Unia Europejska przygotowuje się do chaotycznego, bezumownego brexitu. Do pokrycia jego ewentualnych kosztów oddała do dyspozycji państw członkowskich fundusz normalnie wykorzystywany w sytuacji katastrof naturalnych. Jest to jedyna rozsądna taktyka. Bo brexit jest z punktu widzenia Unii Europejskiej katastrofą naturalną. Czymś, czego nie da się uniknąć, tak jak nie można powstrzymać wybuchu wulkanu czy trzęsienia ziemi. Podobnie jest z szaleństwem rozgrywającym się w Londynie. Nawet najwierniejsi wielbiciele brytyjskiego parlamentaryzmu przestali już rozumieć, o co w tym wszystkim chodzi. Jedyne, co możemy zrobić, to nie dać się kompletnie przez tę katastrofę zaskoczyć i ograniczyć straty do minimum. A negatywne skutki starać się złagodzić choćby unijnymi pieniędzmi.

Żaden brexit nie byłby dla UE bezbolesny. Również ten usankcjonowany umową przyniósłby europejskim firmom straty. Tyle że taka umowa zakłada zwykle okres przejściowy, w którym wynegocjowano by nowe zasady współżycia. W sposób łagodny UE i Wielka Brytania przeszłyby zatem od stanu pełnej integracji do stanu pokojowego współżycia z jakąś formą umowy o wolnym handlu.
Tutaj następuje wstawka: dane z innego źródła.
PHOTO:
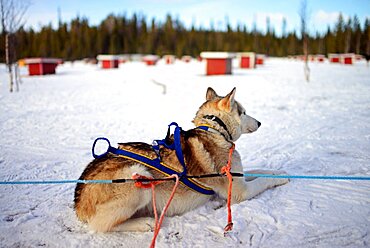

W scenariuszu chaosu, do którego prze Boris Johnson, nie ma mowy o żadnym łagodnym przejściu. Z dnia na dzień Wielka Brytania stanie się dla Unii krajem trzecim. A nawet czwartym, bo są dziesiątki krajów mających z UE umowę handlową.

Strategia Johnsona jest przejawem typowego partyjnego egoizmu. Od początku nikt go nie rozumiał, ale niektórzy doszukiwali się w tym jakiejś ukrytej agendy. Może premier ma w zanadrzu fantastyczny alternatywny plan? Mijają dni i tygodnie i widać wyraźnie, że to gra przeznaczona wyłącznie na użytek partyjny. Johnson jest trzecim premierem z rzędu, który popełnia fatalne dla kraju błędy, bo ma nadzieję na wzmocnienie swojej pozycji w partii. Pierwszym był David Cameron, który – pewny zwycięstwa – ogłosił referendum w sprawie brexitu, żeby na zawsze uciszyć jego zwolenników. Drugim była Theresa May, która zwołała przedterminowe wybory, mając nadzieję na pełnię władzy. A musiała się nią podzielić z północnoirlandzkimi unionistami, co uczyniło jej rząd zakładnikiem Belfastu i uniemożliwiło umowę z UE. Teraz Johnson chce ratować swoją pozycję w Partii Konserwatywnej, przejmując zwolenników twardego brexitu. W takiej sytuacji UE nie pozostaje nic innego, jak budować wały przeciwpowodziowe.